Israeli Prime Minister Benjamin Netanyahu stepped before the cameras on Friday in a posture of clear confidence, telling reporters directly that Israel is winning and that Iran is being decimated. He announced that two decades worth of nuclear and military infrastructure had been functionally eliminated in just twenty days of fighting. Netanyahu also pushed back firmly on reports of Israeli manipulation of US policy, calling them entirely false.
The prime minister described his coordination with Trump in glowing terms, calling it the closest partnership between two leaders he had seen. He rejected the idea that Israel had guided the United States into the conflict, arguing that Trump was a self-directed leader who held his own clear and informed views on the Iranian nuclear threat. Netanyahu revealed that Trump had in fact helped shape his understanding of certain aspects of that threat, not the reverse.
Netanyahu confirmed that Israel independently struck the South Pars gas compound and acknowledged that Trump had asked him to hold off on further gas field attacks. He treated this transparency as a reflection of the quality of the alliance rather than a point of diplomatic sensitivity. Israel’s full military autonomy, Netanyahu repeated, was not subject to external veto.
Iran’s Hormuz threats drew a confident dismissal from Netanyahu. He called them blackmail and proposed alternative pipeline routes from the Arabian Peninsula to Israeli and Mediterranean ports as a structural replacement. Netanyahu argued this infrastructure would make the Hormuz threat obsolete for any future confrontation.

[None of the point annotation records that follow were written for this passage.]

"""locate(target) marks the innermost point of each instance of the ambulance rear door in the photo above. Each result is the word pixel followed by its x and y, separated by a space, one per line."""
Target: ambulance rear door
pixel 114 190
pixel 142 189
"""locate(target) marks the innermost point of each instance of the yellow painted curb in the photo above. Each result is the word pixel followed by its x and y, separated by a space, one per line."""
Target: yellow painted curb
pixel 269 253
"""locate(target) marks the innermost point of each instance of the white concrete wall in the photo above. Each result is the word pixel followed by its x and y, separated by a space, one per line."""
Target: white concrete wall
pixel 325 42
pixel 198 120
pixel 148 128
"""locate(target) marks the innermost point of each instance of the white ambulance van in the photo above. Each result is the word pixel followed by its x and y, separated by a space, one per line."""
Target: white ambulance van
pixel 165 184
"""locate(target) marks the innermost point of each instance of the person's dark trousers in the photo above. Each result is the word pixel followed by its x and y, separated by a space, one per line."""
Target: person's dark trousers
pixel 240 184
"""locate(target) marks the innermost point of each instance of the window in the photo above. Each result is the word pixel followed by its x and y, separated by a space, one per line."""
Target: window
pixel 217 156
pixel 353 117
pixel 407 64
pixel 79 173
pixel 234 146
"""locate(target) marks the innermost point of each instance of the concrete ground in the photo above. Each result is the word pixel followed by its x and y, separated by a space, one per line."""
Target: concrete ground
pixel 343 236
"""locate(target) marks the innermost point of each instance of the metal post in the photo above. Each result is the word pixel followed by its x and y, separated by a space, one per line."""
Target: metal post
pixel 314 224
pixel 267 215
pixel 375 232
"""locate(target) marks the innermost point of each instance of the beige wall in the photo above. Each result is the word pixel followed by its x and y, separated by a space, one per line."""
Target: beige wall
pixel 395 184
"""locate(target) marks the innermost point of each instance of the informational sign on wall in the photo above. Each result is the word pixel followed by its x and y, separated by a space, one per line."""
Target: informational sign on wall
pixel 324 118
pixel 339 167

Netanyahu ended the press conference by addressing Iran’s leadership vacuum. He said the new supreme leader had not been seen publicly since the conflict began and admitted he was unsure who was making decisions in Tehran. This uncertainty at the top of Iran’s government, combined with devastating military losses, reinforced Netanyahu’s conviction that the war was approaching its conclusion sooner than most people expected.